A new Instagram con has people worried. Here’s how to avoid getting hacked in the “hours to make” scam. 

People are reporting unusual messages from random Instagram accounts that follow the same misleading script. According to the Better Business Bureau’s Scam Tracker, there have been 2,008 Instagram scams reported in the U.S. and Canada since Jan. 1, 2020. The frauds include everything from eCommerce, cryptocurrency, fake checks, counterfeit products, sweepstakes and romance scams. The highest amount lost was a whopping $91,550. 

Instagram scams can cost victims big, so here’s how to steer clear of the latest one making the rounds. 

The “hours to makescam exposed

In the scam, users receive a message from a stranger who claims to have edited their photos. The scammer always says, “this took me three hours to make.” Then the person drops a link that’s supposed to lead to the edited photos. The link is actually a trick to get access to your Instagram account. Never click the link!

“That new Instagram hack going around with, ‘this took me three hours to make message’ almost got me,” the user @katwambamutale said. 

“What is up with that Instagram hack that’s going around everywhere?” @ThatLGBTBoy721 wrote. “The people that follow me keep sending me the same message! ‘This took me 2/3 hours to make. I really hope you love it. (and gives me a link)’ That link asks me to sign in to my Insta, very dodgy, so be careful!” 

How to report scammers on Instagram

1. Click on the user’s profile.

2. Next, tap the three dots located in the upper right-hand corner. 

3. Hit “Report.” Then select “Report account” and choose the option “It’s posting content that shouldn’t be on Instagram.”

4. Finally click, “Misleading or possible scam.” 

5. Repeat steps 1 and 2 and select “block” to permanently block the account. 

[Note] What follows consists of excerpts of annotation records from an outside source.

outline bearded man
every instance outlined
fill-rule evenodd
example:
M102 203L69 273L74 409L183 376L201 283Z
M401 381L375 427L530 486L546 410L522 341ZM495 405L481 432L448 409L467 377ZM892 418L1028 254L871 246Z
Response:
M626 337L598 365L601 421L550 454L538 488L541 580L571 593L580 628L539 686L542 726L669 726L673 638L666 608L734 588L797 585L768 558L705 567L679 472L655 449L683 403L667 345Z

Facebook’s guidelines for avoiding scams on Instagram

“Scams on Instagram happen when people create fake accounts or hack into existing Instagram accounts you’ve followed,” the company stated. “The scammers use these fake or compromised accounts to trick you into giving them money or personal information.” 

One of the things it tells users to look out for are, “Messages that appear to come from a friend or a company you know that ask you to click on a suspicious link.”

By Facebook’s definition, the “hours to make” scam would be categorized as a “phishing scam.” 

“Phishing is when someone tries to get access to your Instagram account by sending you a suspicious message or link that asks for your personal information,” Facebook said

Once a person has access to your account, they have private information like your phone number or email address. The scammer may also change your password so you can’t log in to your account.